Here’s something you probably didn’t see coming. OpenAI just added Shazam directly inside ChatGPT, so you can identify mystery songs without ever switching apps.

Yes, really. That song stuck in your head from the coffee shop this morning? You might be able to name it without leaving your AI chatbot. It’s a small addition, but honestly a pretty clever one.

Shazam Integration Inside ChatGPT Is Live

Setting it up takes only a minute. First, head to ChatGPT’s Apps page and link your Shazam account. Once that’s done, you’re good to go.

From there, identifying a song is as simple as typing a natural prompt. Try something like “Shazam, what’s playing?” or “Shazam, what is this song?” A tap-able box will pop up in the chat window. Tap it, and Shazam starts listening.

After it catches the tune, ChatGPT displays the song name, artist, and album artwork right there in the chat. Plus, you get the option to save the track directly to your Shazam library.

ChatGPT chat window displays Shazam song identification result with album artwork

The rollout is happening globally right now, covering iOS, Android, and the web version of ChatGPT.

No Shazam App Required

Here’s the part that actually surprised me. You don’t need the standalone Shazam app installed on your phone for this to work.

So if your phone storage is packed and you deleted Shazam months ago to make room, this integration still functions. ChatGPT handles the heavy lifting through the connected service, even without the native app sitting on your device.

That’s a genuinely useful detail for anyone running on a full phone. Instead of juggling app installs and storage limits, you get music identification folded into a tool you’re probably already using daily.

Is This Actually Useful, Though?

Look, I’ll be honest. Most of the time, opening Shazam directly is faster than typing a prompt into ChatGPT. The standalone app is literally one tap from your home screen.

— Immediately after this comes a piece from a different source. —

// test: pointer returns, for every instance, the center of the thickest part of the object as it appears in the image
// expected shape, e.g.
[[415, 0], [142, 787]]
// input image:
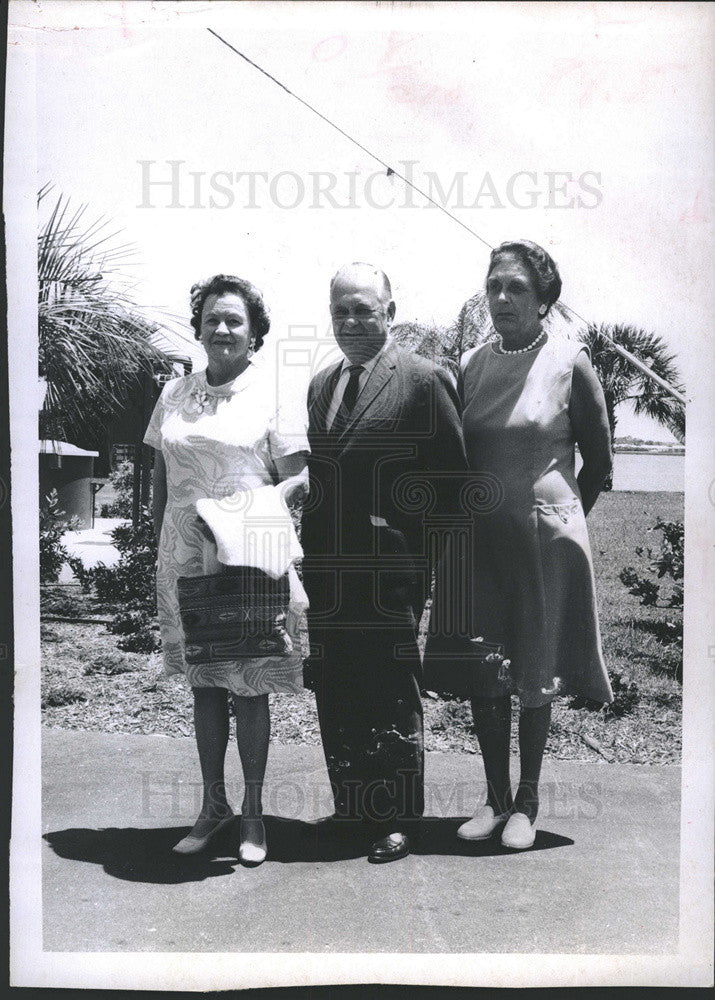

Shazam integration works inside ChatGPT without standalone app installed

But context matters here. If you’re already mid-conversation with ChatGPT when a song catches your ear, staying in the same app makes real sense. No switching, no interruption, no losing your place in a conversation.

And for people who’ve freed up phone storage by trimming unused apps, this integration fills a gap without requiring anything extra. That’s a legitimate win, even if it’s a niche one.

So no, this won’t change how most people find songs. But for ChatGPT power users and storage-conscious folks, it’s a small but welcome addition to an app that keeps quietly expanding what it can do.